Returns current device according to current distributed configuration.

  • torch.device(“cpu”) if no distributed configuration or native gloo distributed configuration

  • torch.device(“cuda:local_rank”) if native nccl distributed configuration

  • torch.device(“xla:index”) if XLA distributed configuration

Returns

torch.device

Return type

device

ignite.distributed.finalize()[source]#

Finalizes distributed configuration. For example, in case of native pytorch distributed configuration, it calls dist.destroy_process_group().

ignite.distributed.get_local_rank()[source]#

Returns local process rank within current distributed configuration. Returns 0 if no distributed configuration.

Return type

int

ignite.distributed.get_node_rank()[source]#

Returns node rank within current distributed configuration. Returns 0 if no distributed configuration.

Return type

int

ignite.distributed.get_ntasks_per_node()[source]#

Returns number of processes (or tasks) per node within current distributed configuration. Returns 1 if no distributed configuration.

Return type

int

ignite.distributed.get_num_nodes()[source]#

Returns number of nodes within current distributed configuration. Returns 1 if no distributed configuration.

Return type

int

ignite.distributed.get_rank()[source]#

Returns process rank within current distributed configuration. Returns 0 if no distributed configuration.

Return type

int

ignite.distributed.get_world_size()[source]#

Returns world size of current distributed configuration. Returns 1 if no distributed configuration.

Return type

int

ignite.distributed.hostname()[source]#

Returns host name for current process within current distributed configuration.

Return type

str

ignite.distributed.initialize(backend, **kwargs)[source]#

Initializes distributed configuration according to provided backend

Examples

Launch single node multi-GPU training with torch.distributed.launch utility.

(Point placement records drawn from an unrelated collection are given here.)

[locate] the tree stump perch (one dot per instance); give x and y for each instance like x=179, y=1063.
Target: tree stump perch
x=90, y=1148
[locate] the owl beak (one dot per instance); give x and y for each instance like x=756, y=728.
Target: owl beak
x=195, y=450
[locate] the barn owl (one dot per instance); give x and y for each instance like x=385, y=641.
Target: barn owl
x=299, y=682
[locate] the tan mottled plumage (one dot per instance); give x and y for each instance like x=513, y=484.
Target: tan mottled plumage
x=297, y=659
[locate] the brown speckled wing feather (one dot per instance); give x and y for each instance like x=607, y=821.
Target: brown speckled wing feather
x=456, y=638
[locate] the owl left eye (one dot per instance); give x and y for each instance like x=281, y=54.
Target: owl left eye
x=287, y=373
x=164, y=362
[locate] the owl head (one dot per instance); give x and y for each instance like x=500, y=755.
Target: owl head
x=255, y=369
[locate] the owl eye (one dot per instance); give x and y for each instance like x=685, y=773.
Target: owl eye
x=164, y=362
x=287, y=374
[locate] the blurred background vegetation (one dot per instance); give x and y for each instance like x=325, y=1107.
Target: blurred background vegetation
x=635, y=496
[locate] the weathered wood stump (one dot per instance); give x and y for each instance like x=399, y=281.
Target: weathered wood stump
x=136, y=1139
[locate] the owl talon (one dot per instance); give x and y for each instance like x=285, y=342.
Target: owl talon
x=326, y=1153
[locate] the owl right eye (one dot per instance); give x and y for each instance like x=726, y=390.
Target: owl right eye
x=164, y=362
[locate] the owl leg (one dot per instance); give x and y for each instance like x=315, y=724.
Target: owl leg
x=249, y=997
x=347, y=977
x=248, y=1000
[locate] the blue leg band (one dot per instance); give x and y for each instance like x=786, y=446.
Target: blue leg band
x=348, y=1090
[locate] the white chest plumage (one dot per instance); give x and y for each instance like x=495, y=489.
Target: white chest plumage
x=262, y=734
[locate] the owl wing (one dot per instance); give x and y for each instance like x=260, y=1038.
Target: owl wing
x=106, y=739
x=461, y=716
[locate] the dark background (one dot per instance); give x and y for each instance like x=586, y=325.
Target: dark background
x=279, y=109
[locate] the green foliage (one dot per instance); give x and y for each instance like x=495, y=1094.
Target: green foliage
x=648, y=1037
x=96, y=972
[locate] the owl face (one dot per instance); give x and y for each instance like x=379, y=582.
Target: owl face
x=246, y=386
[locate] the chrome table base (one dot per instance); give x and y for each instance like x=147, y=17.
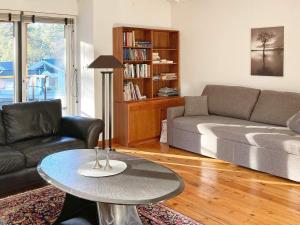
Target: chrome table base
x=112, y=214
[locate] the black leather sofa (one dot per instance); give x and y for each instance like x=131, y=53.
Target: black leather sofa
x=31, y=131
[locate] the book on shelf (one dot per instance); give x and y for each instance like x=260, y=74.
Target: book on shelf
x=143, y=44
x=136, y=70
x=130, y=41
x=132, y=92
x=168, y=76
x=135, y=54
x=158, y=60
x=128, y=38
x=165, y=76
x=166, y=92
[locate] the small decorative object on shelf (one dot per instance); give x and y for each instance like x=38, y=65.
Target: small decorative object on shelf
x=151, y=60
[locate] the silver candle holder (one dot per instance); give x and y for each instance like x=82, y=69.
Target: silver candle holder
x=97, y=163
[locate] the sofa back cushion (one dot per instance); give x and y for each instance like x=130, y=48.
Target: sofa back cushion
x=2, y=130
x=32, y=119
x=231, y=101
x=275, y=107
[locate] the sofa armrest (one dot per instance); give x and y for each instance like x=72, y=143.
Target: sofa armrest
x=86, y=129
x=172, y=113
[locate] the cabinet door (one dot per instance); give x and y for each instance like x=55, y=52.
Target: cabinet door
x=144, y=123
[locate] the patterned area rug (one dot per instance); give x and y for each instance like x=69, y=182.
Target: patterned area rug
x=42, y=206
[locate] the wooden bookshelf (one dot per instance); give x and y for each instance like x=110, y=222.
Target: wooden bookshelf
x=140, y=120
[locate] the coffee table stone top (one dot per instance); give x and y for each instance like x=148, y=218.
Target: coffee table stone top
x=143, y=181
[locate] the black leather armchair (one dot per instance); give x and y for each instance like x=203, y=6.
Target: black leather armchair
x=31, y=131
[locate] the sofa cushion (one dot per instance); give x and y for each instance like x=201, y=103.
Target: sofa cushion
x=195, y=106
x=33, y=119
x=232, y=101
x=275, y=107
x=38, y=148
x=2, y=130
x=241, y=131
x=270, y=137
x=10, y=160
x=190, y=123
x=294, y=123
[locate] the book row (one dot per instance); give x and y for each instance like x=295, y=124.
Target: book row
x=136, y=70
x=132, y=92
x=129, y=41
x=135, y=54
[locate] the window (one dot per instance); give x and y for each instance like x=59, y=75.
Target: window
x=46, y=62
x=7, y=63
x=41, y=67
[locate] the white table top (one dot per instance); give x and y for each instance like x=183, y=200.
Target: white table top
x=143, y=182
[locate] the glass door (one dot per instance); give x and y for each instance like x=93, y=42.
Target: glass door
x=46, y=71
x=7, y=63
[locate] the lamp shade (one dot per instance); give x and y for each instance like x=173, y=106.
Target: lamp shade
x=106, y=61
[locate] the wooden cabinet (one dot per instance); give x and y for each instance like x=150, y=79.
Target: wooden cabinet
x=137, y=122
x=140, y=120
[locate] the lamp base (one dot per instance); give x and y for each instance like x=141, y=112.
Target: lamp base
x=87, y=169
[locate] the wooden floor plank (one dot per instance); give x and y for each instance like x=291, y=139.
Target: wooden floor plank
x=217, y=192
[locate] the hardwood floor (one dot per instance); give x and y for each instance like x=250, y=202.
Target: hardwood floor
x=217, y=192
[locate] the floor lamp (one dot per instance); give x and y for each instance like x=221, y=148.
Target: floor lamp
x=106, y=62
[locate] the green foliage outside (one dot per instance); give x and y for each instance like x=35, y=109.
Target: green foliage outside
x=43, y=41
x=6, y=42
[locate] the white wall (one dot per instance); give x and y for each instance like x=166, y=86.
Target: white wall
x=85, y=47
x=215, y=42
x=110, y=13
x=66, y=7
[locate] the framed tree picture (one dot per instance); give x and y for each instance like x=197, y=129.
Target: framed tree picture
x=267, y=51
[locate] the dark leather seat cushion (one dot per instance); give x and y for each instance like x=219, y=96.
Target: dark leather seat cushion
x=10, y=160
x=2, y=130
x=38, y=148
x=75, y=221
x=32, y=119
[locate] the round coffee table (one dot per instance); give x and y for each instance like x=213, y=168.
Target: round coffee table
x=143, y=182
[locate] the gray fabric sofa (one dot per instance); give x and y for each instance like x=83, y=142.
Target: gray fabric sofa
x=245, y=126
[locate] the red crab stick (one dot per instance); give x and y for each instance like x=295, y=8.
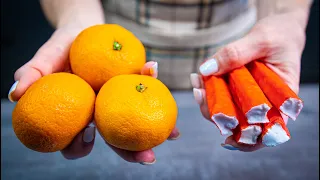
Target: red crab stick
x=275, y=132
x=246, y=133
x=220, y=104
x=249, y=97
x=279, y=93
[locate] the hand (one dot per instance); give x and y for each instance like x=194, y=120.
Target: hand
x=277, y=40
x=53, y=57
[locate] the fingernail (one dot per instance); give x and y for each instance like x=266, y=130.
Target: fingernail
x=88, y=134
x=229, y=147
x=195, y=80
x=149, y=163
x=209, y=67
x=12, y=89
x=154, y=70
x=197, y=95
x=175, y=138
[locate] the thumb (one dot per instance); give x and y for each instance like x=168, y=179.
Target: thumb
x=51, y=57
x=235, y=55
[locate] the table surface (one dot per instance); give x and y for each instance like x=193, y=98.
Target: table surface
x=196, y=155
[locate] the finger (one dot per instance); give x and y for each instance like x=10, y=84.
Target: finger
x=284, y=117
x=51, y=57
x=231, y=144
x=175, y=134
x=195, y=80
x=235, y=55
x=150, y=69
x=81, y=145
x=143, y=157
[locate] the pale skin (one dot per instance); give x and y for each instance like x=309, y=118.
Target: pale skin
x=278, y=40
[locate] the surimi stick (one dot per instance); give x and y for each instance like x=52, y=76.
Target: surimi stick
x=250, y=98
x=220, y=104
x=246, y=133
x=275, y=132
x=279, y=93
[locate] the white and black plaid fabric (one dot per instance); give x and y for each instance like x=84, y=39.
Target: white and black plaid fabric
x=181, y=34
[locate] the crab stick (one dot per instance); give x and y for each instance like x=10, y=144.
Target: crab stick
x=275, y=132
x=221, y=107
x=246, y=133
x=251, y=100
x=279, y=93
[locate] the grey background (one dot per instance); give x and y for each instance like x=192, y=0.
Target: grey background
x=196, y=155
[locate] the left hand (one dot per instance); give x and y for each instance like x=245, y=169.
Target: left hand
x=277, y=40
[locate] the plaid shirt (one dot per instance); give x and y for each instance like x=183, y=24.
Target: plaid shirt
x=181, y=34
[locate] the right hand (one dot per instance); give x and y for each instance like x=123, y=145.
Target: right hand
x=53, y=57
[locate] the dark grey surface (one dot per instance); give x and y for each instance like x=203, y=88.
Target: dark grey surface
x=196, y=155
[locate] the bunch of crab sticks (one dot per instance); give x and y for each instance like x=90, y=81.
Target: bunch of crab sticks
x=251, y=102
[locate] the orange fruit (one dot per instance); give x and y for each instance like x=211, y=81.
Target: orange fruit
x=135, y=112
x=53, y=111
x=102, y=51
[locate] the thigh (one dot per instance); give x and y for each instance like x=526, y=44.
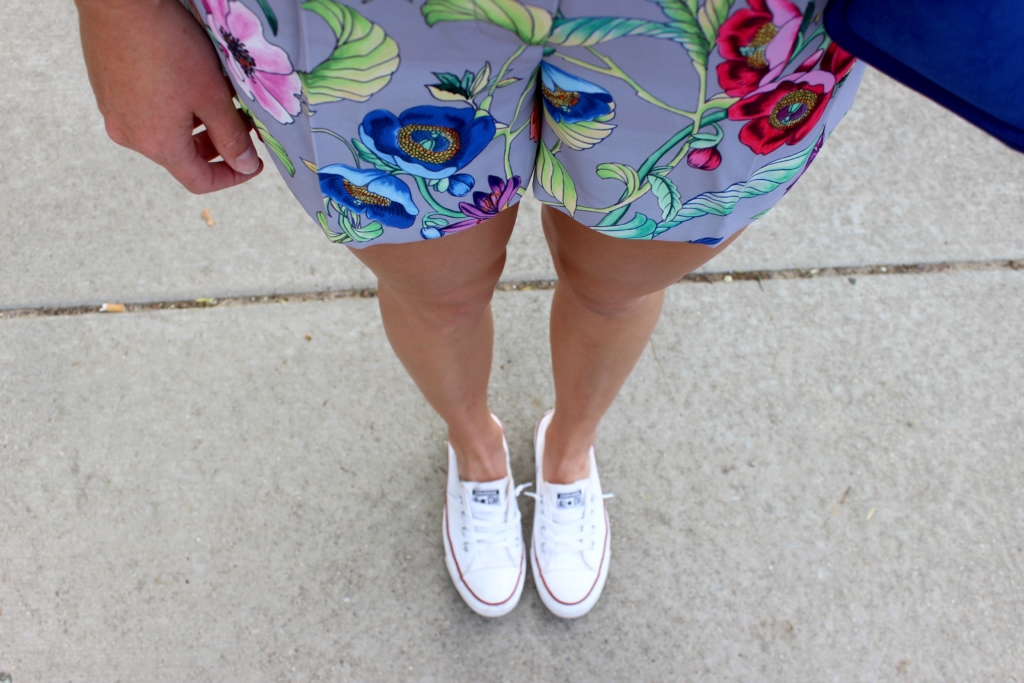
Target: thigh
x=460, y=269
x=607, y=269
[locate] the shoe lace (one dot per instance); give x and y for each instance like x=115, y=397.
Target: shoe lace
x=563, y=534
x=494, y=534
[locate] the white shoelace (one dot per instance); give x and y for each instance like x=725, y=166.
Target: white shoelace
x=568, y=532
x=495, y=534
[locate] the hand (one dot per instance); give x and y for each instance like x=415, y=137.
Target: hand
x=157, y=78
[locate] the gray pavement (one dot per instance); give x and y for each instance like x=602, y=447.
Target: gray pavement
x=85, y=221
x=208, y=496
x=816, y=479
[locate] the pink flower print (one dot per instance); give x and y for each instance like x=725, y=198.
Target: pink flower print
x=259, y=70
x=757, y=44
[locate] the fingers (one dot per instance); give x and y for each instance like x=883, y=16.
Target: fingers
x=228, y=131
x=189, y=164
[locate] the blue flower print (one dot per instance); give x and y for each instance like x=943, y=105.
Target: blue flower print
x=379, y=196
x=571, y=99
x=427, y=141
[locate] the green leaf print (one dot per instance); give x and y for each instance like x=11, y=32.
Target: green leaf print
x=350, y=228
x=271, y=18
x=711, y=16
x=688, y=32
x=586, y=31
x=361, y=63
x=269, y=140
x=723, y=203
x=621, y=172
x=668, y=196
x=639, y=227
x=555, y=179
x=531, y=24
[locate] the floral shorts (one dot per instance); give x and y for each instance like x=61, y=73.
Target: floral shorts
x=402, y=120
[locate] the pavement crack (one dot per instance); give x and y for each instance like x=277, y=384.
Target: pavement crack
x=850, y=272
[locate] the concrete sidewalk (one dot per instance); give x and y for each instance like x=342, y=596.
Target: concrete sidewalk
x=816, y=478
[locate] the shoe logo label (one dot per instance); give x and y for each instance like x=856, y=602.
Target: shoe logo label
x=570, y=500
x=486, y=496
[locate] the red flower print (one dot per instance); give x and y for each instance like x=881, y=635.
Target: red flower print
x=784, y=112
x=838, y=61
x=757, y=43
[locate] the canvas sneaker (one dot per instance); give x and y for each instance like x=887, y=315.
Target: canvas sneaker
x=483, y=547
x=569, y=551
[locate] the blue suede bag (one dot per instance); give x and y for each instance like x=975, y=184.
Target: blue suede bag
x=968, y=55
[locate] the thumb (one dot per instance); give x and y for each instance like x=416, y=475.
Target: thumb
x=229, y=134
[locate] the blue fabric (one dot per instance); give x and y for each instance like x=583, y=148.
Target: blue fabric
x=964, y=54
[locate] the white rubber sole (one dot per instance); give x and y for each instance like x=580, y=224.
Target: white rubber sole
x=482, y=608
x=574, y=610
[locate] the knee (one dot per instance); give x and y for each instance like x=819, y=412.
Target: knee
x=453, y=310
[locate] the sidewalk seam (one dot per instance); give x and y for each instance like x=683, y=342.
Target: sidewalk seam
x=530, y=285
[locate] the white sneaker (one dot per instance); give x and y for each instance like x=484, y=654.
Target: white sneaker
x=483, y=548
x=569, y=551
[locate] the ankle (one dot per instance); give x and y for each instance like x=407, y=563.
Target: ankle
x=566, y=460
x=480, y=453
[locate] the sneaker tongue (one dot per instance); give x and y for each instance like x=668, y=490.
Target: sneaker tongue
x=568, y=499
x=486, y=499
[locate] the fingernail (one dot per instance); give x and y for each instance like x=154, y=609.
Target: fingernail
x=248, y=162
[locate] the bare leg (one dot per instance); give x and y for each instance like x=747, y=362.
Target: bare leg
x=435, y=303
x=606, y=303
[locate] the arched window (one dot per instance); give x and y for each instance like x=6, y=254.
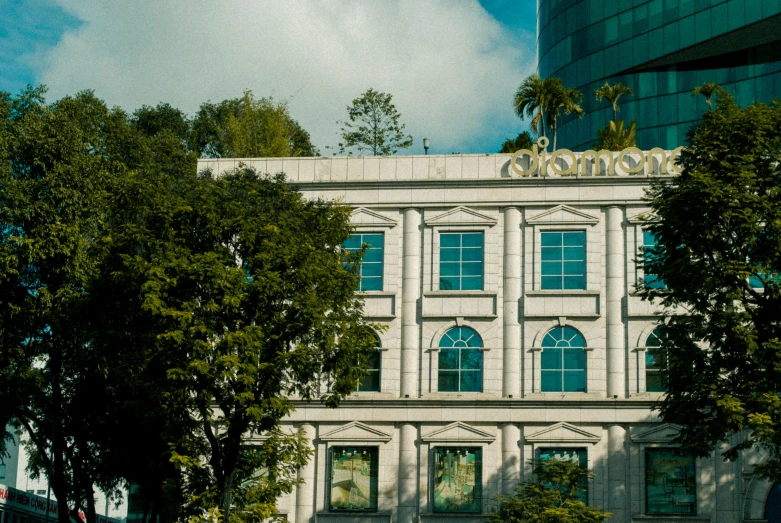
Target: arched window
x=461, y=361
x=655, y=362
x=371, y=381
x=563, y=361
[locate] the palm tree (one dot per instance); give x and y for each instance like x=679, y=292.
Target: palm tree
x=615, y=138
x=562, y=99
x=533, y=95
x=708, y=89
x=612, y=93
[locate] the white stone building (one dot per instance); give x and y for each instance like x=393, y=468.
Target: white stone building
x=542, y=270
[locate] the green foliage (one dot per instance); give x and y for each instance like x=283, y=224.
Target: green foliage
x=615, y=138
x=551, y=497
x=373, y=126
x=612, y=93
x=718, y=225
x=247, y=127
x=708, y=89
x=522, y=141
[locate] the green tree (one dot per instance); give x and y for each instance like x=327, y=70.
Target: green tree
x=522, y=141
x=533, y=96
x=551, y=497
x=236, y=289
x=564, y=100
x=718, y=232
x=373, y=125
x=612, y=93
x=247, y=127
x=708, y=89
x=615, y=137
x=59, y=163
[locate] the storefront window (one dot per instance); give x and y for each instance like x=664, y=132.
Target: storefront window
x=354, y=478
x=670, y=484
x=458, y=479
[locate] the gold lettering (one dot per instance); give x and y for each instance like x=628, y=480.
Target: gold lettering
x=622, y=156
x=596, y=170
x=572, y=168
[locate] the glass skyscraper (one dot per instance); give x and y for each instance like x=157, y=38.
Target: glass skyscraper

# >>> python -m torch.distributed.launch --nproc_per_node=4 main.py

# main.py

import ignite.distributed as idist

def train_fn(local_rank, a, b, c):
    import torch.distributed as dist
    assert dist.is_available() and dist.is_initialized()
    assert dist.get_world_size() == 4

    device = idist.device()
    assert device == torch.device("cuda:{}".format(local_rank))


idist.initialize("nccl")
local_rank = idist.get_local_rank()
train_fn(local_rank, a, b, c)
idist.finalize()
Parameters
  • backend (str, optional) – backend: nccl, gloo, xla-tpu.

  • **kwargs

    acceptable kwargs according to provided backend:

    • ”nccl” or “gloo” : timeout(=timedelta(minutes=30))

ignite.distributed.model_name()[source]#

Returns distributed configuration name (given by ignite)

  • serial for no distributed configuration

  • native-dist for native torch distributed configuration

  • xla-dist for XLA distributed configuration

Return type

str

ignite.distributed.one_rank_only(rank=0, with_barrier=False)[source]#

Decorator to filter handlers wrt a rank number

Parameters
  • rank (int) – rank number of the handler (default: 0).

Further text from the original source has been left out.